A Associação Brasileira dos Comercializadores de Energia orientou seus associados a observarem a obediência aos contratos bilaterais negociados no ambiente livre, diante de “eventuais alegações de caso fortuito ou força maior,” para afastar a possibilidade de interferências externas nessas transações. A Abraceel se refere a uma eventual necessidade de recorrer à arbitragem para solucionar conflitos entres as partes, colocando na mão de terceiros uma decisão que pode ter desfecho imprevisível para os dois lados.

“Recomenda-se que as partes negociem alternativas de manutenção de seus contratos, em busca do benefício de evitar litígios, os quais, via de regra, impõem ainda mais custos, consomem tempo significativo e, por mais que se acredite no direito deduzido perante o tribunal eleito para solução do caso, têm desfecho de difícil previsão, além de conduzirem a solução por terceiros, fora do controle das partes”, observou a associação.

Em razão do impactos das restrições impostas pela crise do coronavírus sobre a atividade econômica, agentes de mercado tem defendido a adaptação dos contratos à conjuntura extraordinária. A Abraceel destacou que as partes são livres para determinar nos contratos do ACL as condições de comercialização de energia, o que inclui a incidência ou não de caso fortuito ou força maior, ou ainda os limites para o que pode ser enquadrado nessa classificação.

Por causa disso, alertou, é necessário seguir o que está previsto no contrato e analisar as circunstâncias específicas que afetam ou não o contratante que invocar a pandemia da Covid-19 como caso fortuito. Cláusulas de caso fortuito, na avaliação dos comercializadores, devem se limitar às medidas relacionadas à crise sanitária atual, para não se confundir os efeitos das restrições decretadas pelo estado de calamidade pública com eventual recessão econômica de efeito mais duradouro.

Como previsto na Convenção de Comercialização de Energia Elétrica, disputas em relação aos contratos de compra e venda de energia no mercado livre devem ser resolvidas por um tribunal arbitral escolhido pelas partes. Para a Abraceel, o ideal é que não se tenha que recorrer a essa instância.

A associação também lembrou que contratos pactuados entre agentes como geradores, autoprodutores, comercializadores e consumidores são instrumentos financeiros, que não pressupõem entrega física de mercadoria e tem seus desequilíbrios liquidados no mercado de curto prazo, ao Preço de Liquidação de Diferenças.

“Cabe ressaltar que caso o PLD estivesse acima do preço do contrato, dificilmente haveria denúncia de contrato, já que a sobra de energia seria liquidada gerando resultado positivo para o agente no Mercado de Curto Prazo – MCP no âmbito da CCEE (Câmara de Comercialização de Energia Elétrica)”, afirmou a Abraceel. Do ponto de vista da associação, a discussão se resume, portanto, à diferença entre o preço da energia estabelecido no contrato e PLD vigente, já que não existe de fato frustração do valor estabelecido previamente na negociação.

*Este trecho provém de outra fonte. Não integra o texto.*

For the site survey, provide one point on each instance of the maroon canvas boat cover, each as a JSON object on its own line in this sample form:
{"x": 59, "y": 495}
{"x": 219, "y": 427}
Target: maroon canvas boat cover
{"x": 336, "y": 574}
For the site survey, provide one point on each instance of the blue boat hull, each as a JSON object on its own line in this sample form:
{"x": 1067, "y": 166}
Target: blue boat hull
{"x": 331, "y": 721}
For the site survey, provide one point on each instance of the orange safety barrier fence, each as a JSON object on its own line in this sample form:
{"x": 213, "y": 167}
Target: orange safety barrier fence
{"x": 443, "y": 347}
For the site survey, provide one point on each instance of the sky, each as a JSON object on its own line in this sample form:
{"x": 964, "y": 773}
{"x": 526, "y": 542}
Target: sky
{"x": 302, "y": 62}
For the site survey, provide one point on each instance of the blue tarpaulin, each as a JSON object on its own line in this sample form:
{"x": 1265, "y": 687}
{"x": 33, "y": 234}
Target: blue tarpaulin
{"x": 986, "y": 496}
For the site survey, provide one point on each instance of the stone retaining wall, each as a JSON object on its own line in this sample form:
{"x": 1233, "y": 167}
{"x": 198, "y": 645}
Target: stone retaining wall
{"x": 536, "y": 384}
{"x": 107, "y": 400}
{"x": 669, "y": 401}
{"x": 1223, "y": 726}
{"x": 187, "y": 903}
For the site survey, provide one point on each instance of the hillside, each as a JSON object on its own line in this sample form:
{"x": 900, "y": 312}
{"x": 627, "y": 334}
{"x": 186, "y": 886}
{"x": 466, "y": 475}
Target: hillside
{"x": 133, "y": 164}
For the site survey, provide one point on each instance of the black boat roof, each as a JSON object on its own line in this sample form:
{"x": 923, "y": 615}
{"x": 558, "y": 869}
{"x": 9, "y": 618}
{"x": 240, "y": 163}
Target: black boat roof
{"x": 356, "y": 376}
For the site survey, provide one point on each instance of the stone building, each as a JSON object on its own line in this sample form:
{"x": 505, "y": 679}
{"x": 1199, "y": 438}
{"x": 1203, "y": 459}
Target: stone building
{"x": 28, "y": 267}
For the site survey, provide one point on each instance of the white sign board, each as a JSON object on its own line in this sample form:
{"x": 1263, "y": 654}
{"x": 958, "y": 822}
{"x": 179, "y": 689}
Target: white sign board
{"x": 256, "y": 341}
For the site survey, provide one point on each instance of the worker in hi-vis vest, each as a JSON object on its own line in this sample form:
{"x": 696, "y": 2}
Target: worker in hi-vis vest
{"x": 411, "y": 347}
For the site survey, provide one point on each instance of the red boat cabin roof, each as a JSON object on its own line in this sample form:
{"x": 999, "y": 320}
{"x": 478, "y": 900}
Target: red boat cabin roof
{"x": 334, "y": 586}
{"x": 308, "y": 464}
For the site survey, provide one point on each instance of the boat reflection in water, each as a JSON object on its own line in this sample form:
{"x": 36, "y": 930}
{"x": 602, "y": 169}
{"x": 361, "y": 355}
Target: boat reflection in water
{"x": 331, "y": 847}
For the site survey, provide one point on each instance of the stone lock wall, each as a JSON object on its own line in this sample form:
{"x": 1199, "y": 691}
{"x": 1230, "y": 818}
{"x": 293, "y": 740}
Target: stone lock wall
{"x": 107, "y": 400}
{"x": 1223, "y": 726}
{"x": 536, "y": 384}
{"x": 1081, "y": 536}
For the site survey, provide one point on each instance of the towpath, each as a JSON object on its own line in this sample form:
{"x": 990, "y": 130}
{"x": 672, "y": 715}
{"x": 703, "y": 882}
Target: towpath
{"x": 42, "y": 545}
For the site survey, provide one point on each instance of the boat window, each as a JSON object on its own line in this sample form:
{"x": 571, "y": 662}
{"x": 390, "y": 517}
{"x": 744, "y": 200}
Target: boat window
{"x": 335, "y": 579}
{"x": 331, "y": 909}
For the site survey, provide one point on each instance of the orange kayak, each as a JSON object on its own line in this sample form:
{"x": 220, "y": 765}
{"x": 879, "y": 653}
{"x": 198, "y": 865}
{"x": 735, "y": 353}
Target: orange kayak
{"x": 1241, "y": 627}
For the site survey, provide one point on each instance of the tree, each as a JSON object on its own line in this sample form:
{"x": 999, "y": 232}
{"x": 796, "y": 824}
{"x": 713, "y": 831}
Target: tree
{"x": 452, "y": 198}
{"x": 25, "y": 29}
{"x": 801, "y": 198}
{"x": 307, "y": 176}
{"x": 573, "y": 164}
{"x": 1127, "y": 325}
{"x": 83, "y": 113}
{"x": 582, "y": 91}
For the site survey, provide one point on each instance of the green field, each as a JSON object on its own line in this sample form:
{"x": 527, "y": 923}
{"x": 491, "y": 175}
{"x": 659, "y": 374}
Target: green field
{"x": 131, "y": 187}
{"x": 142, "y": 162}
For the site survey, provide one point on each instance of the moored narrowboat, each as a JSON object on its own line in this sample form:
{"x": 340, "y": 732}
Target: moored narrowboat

Para a aplicação da cláusula de caso fortuito, o consumidor deve comprovar que foi afetado pelo fechamento físico de seus estabelecimentos ou por impacto equivalente, como a redução da demanda provocada por medidas de restrição à circulação de pessoas. Deve ser feita também a comprovação de frustração de receita como efeito direto da quarentena; da impossibilidade de contornar a situação usando mecanismos como venda de excedentes ou liquidação no curto prazo e do impacto da diferença de preço na sustentabilidade do negócio.

Para comercializadores e geradores, que exercem a atividade de comercialização, é ainda mais difícil sustentar a tese, pois esses agentes têm como contornar os impactos dos eventos, e, além disso, a variação de preços e de demanda podem ser consideradas como risco de negócio, conclui a associação.